Stable Diffusion in Portuguese

Hi.
Like 99,99% of the DL models, the Stable Diffusion was mainly trained with English texts. It is therefore necessary to do prompt engineering in English (or use a translator to obtain a prompt in English).

But maybe it is not useful for some languages ​​either because of their linguistic proximity, or because texts in these languages ​​were used when training the model (or one of its components as CLIP).

To check it in Portuguese, I took the prompts in English from the notebook stable_diffusion.ipynb from fastai, I translated them via Google Translate and I ran the same code.
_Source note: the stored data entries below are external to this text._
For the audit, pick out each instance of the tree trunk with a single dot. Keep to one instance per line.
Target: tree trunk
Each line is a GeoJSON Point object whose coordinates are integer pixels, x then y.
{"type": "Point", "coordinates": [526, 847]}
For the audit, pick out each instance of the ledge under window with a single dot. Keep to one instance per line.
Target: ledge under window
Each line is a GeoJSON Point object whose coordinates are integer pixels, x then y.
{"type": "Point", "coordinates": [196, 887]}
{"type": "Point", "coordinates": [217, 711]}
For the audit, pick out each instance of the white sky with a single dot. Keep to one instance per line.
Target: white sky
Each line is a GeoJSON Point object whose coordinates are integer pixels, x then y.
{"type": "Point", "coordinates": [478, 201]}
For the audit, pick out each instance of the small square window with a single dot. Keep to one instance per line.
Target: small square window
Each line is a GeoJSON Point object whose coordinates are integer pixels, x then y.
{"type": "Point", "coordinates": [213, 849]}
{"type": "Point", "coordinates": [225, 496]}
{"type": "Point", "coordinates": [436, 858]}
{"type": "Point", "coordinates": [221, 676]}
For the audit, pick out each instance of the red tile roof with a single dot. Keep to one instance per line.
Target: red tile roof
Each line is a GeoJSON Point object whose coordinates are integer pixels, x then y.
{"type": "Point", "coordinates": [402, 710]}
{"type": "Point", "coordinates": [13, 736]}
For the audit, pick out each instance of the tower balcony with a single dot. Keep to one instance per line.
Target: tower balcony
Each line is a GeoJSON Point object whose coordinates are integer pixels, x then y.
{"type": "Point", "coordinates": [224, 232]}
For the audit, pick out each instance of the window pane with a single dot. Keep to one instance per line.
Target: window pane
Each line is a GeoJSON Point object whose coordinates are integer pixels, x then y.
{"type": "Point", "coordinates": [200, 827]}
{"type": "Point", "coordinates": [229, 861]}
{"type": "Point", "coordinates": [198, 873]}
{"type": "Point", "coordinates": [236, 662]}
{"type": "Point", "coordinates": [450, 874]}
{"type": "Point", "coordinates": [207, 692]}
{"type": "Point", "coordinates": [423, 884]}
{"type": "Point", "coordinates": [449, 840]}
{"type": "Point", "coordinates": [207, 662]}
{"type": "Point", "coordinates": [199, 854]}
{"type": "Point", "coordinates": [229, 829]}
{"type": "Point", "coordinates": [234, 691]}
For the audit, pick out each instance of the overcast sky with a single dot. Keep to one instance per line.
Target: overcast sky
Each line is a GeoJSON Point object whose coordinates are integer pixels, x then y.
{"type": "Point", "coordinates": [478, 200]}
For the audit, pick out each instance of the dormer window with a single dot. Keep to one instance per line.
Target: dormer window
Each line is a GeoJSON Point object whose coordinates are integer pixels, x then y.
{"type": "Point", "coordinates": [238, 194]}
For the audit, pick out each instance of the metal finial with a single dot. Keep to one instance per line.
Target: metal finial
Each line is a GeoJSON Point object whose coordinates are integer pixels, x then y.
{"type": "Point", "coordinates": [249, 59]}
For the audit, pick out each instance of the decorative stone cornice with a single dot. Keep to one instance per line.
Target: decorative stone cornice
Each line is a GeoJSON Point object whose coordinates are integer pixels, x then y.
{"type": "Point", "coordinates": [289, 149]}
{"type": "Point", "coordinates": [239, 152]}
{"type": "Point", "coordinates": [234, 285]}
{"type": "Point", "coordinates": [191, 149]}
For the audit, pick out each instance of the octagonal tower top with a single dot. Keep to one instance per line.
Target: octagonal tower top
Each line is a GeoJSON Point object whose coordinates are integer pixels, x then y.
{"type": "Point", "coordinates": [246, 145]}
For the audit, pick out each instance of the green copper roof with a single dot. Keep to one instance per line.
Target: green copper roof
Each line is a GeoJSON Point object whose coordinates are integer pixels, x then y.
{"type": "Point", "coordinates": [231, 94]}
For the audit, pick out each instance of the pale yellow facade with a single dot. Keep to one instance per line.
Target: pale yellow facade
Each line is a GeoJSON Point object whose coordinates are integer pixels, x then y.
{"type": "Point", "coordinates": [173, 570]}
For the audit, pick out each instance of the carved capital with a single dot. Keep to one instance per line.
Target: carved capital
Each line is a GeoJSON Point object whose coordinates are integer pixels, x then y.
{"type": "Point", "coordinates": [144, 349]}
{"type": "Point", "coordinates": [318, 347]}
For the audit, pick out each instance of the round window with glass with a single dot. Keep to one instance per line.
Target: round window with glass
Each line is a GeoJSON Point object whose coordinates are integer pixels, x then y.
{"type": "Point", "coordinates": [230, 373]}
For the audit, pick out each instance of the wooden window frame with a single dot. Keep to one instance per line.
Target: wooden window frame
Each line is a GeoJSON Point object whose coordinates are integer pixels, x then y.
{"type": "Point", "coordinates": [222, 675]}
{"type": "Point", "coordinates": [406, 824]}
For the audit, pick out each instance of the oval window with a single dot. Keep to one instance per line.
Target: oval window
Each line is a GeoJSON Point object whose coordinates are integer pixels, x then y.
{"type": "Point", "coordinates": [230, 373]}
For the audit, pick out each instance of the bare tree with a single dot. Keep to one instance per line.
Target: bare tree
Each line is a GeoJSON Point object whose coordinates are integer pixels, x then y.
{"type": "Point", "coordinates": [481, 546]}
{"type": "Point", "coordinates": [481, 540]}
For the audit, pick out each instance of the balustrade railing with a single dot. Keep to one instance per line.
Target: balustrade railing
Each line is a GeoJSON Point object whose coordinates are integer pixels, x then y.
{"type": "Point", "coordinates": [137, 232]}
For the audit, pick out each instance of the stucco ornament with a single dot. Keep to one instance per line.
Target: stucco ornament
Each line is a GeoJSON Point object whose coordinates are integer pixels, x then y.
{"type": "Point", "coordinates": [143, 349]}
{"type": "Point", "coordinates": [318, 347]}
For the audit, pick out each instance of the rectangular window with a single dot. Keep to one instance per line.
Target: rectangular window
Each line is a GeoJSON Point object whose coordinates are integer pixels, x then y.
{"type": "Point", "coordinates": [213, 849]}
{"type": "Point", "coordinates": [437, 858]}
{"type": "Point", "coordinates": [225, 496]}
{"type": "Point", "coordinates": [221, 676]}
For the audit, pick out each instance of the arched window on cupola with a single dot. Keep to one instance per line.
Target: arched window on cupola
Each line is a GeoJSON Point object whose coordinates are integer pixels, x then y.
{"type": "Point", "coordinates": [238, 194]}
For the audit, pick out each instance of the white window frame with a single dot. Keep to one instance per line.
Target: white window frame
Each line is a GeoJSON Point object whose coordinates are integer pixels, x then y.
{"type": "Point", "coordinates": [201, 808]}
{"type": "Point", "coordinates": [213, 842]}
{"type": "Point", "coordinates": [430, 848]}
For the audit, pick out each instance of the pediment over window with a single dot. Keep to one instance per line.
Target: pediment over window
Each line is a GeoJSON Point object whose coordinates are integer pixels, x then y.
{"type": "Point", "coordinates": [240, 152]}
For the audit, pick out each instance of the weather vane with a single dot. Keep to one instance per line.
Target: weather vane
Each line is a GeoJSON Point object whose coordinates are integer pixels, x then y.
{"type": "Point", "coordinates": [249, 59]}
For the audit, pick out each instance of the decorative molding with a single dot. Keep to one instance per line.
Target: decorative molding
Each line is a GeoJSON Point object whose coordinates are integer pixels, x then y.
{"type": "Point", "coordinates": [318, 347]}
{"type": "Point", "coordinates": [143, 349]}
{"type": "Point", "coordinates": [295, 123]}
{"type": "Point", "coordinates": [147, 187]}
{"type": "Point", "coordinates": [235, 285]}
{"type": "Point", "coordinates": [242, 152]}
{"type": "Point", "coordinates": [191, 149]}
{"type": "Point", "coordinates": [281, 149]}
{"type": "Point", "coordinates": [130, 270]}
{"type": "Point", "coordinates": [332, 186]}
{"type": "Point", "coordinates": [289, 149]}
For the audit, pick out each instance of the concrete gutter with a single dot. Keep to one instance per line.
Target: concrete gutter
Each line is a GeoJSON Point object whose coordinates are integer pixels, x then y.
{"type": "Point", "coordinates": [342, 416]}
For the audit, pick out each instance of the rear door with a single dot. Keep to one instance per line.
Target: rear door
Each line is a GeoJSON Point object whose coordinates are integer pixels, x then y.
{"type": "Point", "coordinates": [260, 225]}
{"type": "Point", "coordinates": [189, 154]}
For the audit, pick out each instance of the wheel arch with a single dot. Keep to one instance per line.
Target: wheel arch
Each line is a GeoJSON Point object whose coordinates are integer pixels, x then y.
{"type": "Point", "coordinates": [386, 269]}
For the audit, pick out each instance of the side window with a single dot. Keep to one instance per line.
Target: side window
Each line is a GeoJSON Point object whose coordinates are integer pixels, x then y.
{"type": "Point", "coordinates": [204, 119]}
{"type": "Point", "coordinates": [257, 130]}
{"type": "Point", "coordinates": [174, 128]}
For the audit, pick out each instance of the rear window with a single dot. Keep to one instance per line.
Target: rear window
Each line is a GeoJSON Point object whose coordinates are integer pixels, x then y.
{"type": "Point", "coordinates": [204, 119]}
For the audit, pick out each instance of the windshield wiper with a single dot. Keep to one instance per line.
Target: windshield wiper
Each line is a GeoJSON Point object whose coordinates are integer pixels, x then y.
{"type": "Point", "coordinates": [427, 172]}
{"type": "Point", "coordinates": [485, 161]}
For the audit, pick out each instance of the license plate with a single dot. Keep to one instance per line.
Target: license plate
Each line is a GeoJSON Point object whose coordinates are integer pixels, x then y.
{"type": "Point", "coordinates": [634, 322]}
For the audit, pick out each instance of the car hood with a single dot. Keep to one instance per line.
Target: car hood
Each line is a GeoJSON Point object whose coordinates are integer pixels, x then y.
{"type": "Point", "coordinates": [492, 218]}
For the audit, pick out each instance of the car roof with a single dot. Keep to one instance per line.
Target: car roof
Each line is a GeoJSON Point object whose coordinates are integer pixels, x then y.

Here are the results.

Apart from the negative prompt which not only did not work (the blue remained) but also generated a different image, the results are quite good compared to the same images generated with an English prompt.

It would be interesting to test all the other possibilities of Stable Diffusion with texts in Portuguese and to post the results and comments.

Another post on this subject of Stable Diffusion in a language other than English: Share your work here ✅ (Part 2 2022) - #15

# English prompt: a photograph of an astronaut riding a horse
prompt = "uma fotografia de um astronauta andando a cavalo"
pipe(prompt).images[0]

# English prompt: Labrador in the style of Vermeer
torch.manual_seed(1000)
prompt = "Labrador no estilo de Vermeer"
pipe(prompt).images[0]

# English prompt: blue
torch.manual_seed(1000)
pipe(prompt, negative_prompt="azul").images[0]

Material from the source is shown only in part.